The years of the Coolidge administration included significant foreign policy challenges, from efforts to ameliorate the problematic provisions of the Versailles Treaty, to the disconcerting awareness of Japan’s growing militaristic nationalism; from emergence of the Soviet Union as it replaced the Czarist dynasty to the irruption of civil war in China as the communists sought power.

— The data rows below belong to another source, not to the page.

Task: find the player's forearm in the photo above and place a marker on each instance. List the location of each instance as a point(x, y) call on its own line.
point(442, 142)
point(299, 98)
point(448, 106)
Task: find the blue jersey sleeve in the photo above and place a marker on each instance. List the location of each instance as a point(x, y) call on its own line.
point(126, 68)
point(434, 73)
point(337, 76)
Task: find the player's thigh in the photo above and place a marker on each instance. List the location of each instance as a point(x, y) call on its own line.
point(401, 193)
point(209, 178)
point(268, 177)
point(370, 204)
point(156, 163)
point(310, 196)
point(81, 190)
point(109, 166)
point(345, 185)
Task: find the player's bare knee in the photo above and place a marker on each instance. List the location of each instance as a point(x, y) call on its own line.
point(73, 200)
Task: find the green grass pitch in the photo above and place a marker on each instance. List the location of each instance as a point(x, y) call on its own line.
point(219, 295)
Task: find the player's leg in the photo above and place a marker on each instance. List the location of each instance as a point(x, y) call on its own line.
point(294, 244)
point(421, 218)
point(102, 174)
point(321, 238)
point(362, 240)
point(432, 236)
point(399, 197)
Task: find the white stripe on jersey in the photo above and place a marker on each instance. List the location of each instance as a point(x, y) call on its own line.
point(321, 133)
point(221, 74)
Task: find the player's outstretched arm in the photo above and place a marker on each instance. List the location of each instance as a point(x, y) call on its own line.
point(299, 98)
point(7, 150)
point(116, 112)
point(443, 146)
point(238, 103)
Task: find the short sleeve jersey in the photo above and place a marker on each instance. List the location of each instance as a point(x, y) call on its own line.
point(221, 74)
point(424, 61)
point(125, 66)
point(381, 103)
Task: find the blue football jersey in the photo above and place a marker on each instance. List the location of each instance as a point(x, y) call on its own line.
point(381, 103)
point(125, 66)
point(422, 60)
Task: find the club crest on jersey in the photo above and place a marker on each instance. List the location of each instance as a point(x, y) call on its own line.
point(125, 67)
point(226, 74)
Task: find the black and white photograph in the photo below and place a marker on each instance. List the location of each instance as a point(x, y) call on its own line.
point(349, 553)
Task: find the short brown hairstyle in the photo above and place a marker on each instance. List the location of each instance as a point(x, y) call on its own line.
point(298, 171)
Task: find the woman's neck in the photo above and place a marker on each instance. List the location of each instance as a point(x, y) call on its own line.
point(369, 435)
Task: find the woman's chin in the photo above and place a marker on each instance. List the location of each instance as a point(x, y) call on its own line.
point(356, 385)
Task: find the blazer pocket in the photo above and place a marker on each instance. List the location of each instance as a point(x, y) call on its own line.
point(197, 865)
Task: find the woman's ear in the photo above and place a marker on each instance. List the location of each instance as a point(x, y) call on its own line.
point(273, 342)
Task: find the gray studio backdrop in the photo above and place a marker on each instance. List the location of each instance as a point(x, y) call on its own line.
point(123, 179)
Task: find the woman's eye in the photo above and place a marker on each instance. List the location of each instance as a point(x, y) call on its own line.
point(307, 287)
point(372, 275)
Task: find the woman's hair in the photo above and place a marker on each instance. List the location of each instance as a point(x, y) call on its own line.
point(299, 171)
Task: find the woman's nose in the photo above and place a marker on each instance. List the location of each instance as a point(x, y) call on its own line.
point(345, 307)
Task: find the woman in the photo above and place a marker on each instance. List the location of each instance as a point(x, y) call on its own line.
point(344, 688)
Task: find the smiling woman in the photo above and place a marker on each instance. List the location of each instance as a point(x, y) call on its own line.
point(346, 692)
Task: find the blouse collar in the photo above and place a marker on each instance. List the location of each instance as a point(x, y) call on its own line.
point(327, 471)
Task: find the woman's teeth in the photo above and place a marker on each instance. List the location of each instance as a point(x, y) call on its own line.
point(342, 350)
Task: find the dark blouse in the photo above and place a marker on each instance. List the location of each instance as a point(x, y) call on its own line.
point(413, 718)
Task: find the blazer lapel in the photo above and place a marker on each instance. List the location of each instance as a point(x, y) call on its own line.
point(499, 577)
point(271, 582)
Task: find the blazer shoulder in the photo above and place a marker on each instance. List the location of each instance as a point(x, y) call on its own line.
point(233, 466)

There were, naturally, critics: some saw Coolidge as too engaged, and there was a vocal isolationist minority who doubted his decisions. But the voters overwhelming affirmed Coolidge and returned him to office, manifesting the will of the majority. Historian David Greenberg writes:

He ultimately declined to recognize the Communist government of the Soviet Union, and his policy toward the internal strife and rising anti-Western sentiment in China was uncertain and reactive. Coolidge, however, was no isolationist. Rather, his cautious temperament disinclined him from making bold ventures. He governed, moreover, at a moment when the public has lost its patience for the swashbuckling of a Roosevelt or the internationalism of a Wilson. Indeed, the president’s critics on foreign affairs were mainly those men who distrusted his internationalist forays altogether, from the Dawes Plan in his first term to his efforts to join the World Court in his second. He was fighting isolationism, not carrying its banner.

The voters seemed to like Coolidge’s foreign policy because, on the one hand, he avoided the extremes of isolationism and Wilsonian adventurism, and other the other hand, he engaged diplomatically while firmly maintaining national sovereignty.